Preparation, Characterization, and Property Evaluation of Liposomes Embedded with Xanthine Oxidase Inhibitory Peptide Derived from Penaeus monodon

To address the issue of low stability in Xanthine oxidase inhibitory peptide from Penaeus monodon (XO-IPPM) during its application, this study aimed to explore the preparation of liposomes encapsulating XO-IPPM using an ethanol injection-assisted sonication technique. By utilizing encapsulation efficiency as a key performance indicator, the optimal conditions for liposome preparation were established through both univariate and orthogonal experimental approaches.
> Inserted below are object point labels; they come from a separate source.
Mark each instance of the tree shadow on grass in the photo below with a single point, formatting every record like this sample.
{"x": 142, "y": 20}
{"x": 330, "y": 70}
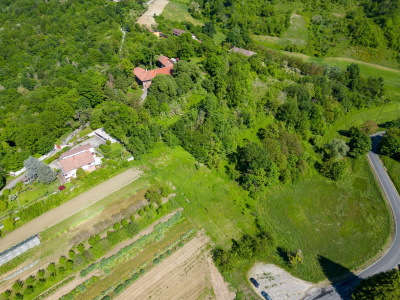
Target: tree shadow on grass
{"x": 336, "y": 272}
{"x": 283, "y": 254}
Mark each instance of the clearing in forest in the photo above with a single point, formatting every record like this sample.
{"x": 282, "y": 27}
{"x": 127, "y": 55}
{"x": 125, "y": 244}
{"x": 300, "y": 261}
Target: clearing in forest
{"x": 189, "y": 273}
{"x": 155, "y": 8}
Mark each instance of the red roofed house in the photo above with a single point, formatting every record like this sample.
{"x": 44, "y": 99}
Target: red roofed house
{"x": 177, "y": 32}
{"x": 243, "y": 51}
{"x": 81, "y": 157}
{"x": 145, "y": 77}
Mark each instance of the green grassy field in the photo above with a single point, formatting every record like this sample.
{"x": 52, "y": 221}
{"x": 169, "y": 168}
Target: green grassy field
{"x": 391, "y": 76}
{"x": 393, "y": 167}
{"x": 347, "y": 221}
{"x": 178, "y": 11}
{"x": 378, "y": 114}
{"x": 297, "y": 33}
{"x": 210, "y": 201}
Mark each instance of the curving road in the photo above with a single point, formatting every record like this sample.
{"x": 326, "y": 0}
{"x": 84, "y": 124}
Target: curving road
{"x": 391, "y": 258}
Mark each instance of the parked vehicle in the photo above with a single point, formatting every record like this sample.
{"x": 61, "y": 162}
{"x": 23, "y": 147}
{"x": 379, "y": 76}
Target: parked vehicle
{"x": 266, "y": 296}
{"x": 254, "y": 282}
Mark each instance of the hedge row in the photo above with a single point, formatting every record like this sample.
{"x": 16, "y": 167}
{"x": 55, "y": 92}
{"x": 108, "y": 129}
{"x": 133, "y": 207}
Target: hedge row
{"x": 80, "y": 288}
{"x": 127, "y": 252}
{"x": 122, "y": 284}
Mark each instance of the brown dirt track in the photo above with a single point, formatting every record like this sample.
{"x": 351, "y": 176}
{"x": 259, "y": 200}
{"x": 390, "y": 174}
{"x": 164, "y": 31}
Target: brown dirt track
{"x": 187, "y": 274}
{"x": 69, "y": 208}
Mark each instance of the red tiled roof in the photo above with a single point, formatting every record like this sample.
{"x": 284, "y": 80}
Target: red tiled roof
{"x": 77, "y": 161}
{"x": 178, "y": 32}
{"x": 165, "y": 61}
{"x": 76, "y": 150}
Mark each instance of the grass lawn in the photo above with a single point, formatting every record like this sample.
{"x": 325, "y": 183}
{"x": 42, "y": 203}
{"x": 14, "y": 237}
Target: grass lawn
{"x": 209, "y": 200}
{"x": 146, "y": 255}
{"x": 346, "y": 222}
{"x": 378, "y": 114}
{"x": 178, "y": 11}
{"x": 36, "y": 191}
{"x": 391, "y": 76}
{"x": 81, "y": 133}
{"x": 297, "y": 33}
{"x": 393, "y": 167}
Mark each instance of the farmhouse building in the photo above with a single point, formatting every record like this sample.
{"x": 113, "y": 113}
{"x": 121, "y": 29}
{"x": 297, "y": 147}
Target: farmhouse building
{"x": 145, "y": 77}
{"x": 81, "y": 157}
{"x": 177, "y": 32}
{"x": 243, "y": 51}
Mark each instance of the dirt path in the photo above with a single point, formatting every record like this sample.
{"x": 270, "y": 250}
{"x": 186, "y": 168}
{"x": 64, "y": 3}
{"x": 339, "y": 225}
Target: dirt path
{"x": 155, "y": 8}
{"x": 78, "y": 280}
{"x": 186, "y": 274}
{"x": 69, "y": 208}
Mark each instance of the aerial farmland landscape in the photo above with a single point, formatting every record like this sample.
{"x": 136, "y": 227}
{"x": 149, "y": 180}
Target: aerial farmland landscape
{"x": 205, "y": 149}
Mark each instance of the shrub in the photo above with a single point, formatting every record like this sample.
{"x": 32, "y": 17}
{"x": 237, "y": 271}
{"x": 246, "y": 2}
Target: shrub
{"x": 41, "y": 282}
{"x": 117, "y": 226}
{"x": 3, "y": 205}
{"x": 41, "y": 273}
{"x": 119, "y": 289}
{"x": 62, "y": 260}
{"x": 17, "y": 286}
{"x": 83, "y": 273}
{"x": 81, "y": 248}
{"x": 71, "y": 254}
{"x": 29, "y": 290}
{"x": 30, "y": 280}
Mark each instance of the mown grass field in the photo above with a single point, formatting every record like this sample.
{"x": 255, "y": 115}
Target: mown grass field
{"x": 346, "y": 222}
{"x": 380, "y": 114}
{"x": 178, "y": 11}
{"x": 210, "y": 201}
{"x": 391, "y": 76}
{"x": 393, "y": 168}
The liposomes were characterized using various analytical techniques, including transmission electron microscopy (TEM), Fourier transform infrared spectrum (FTIR), thermogravimetric analysis (TG), and differential scanning calorimetry (DSC), and subjected to in vitro simulated digestion experiments. Results showed that, the optimal preparation conditions for liposomes were as follows: Concentration ratio of egg yolk lecithin to XO-IPPM of 5:4, mass ratio of whey protein powder to phospholipids of 1:3, volume ratio of organic phase to aqueous phase of 6:5, ultrasonication duration of 3 minutes, and ultrasonication power of 150 W. Under these optimized conditions, the liposomes exhibited an encapsulation efficiency of 90.53%±1.46%, with a particle size of 205.12±0.02 nm, a polydispersity index (PDI) of 0.160±0.291, and a zeta potential of −39.79±0.09 mV. TEM analysis revealed that the liposomes were spherical and homogeneously dispersed in solution. FTIR spectra indicated that the intermolecular interactions among the components facilitated effective encapsulation of XO-IPPM within the liposomes. Furthermore, TG and DSC demonstrated enhanced thermal stability of the liposome-encapsulated XO-IPPM compared to its free form. Notably, the xanthine oxidase inhibitory activity of liposome-encapsulated XO-IPPM (56.05%±1.08%) was significantly (P<0.05) superior to that of the free XO-IPPM (29.04%±1.42%). This research endeavors to elucidate the preparation process, characterization, and properties of liposomes embedded with XO-IPPM, aiming to safeguard the XO inhibitory activity of XO-IPPM and improve its stability throughout the application process.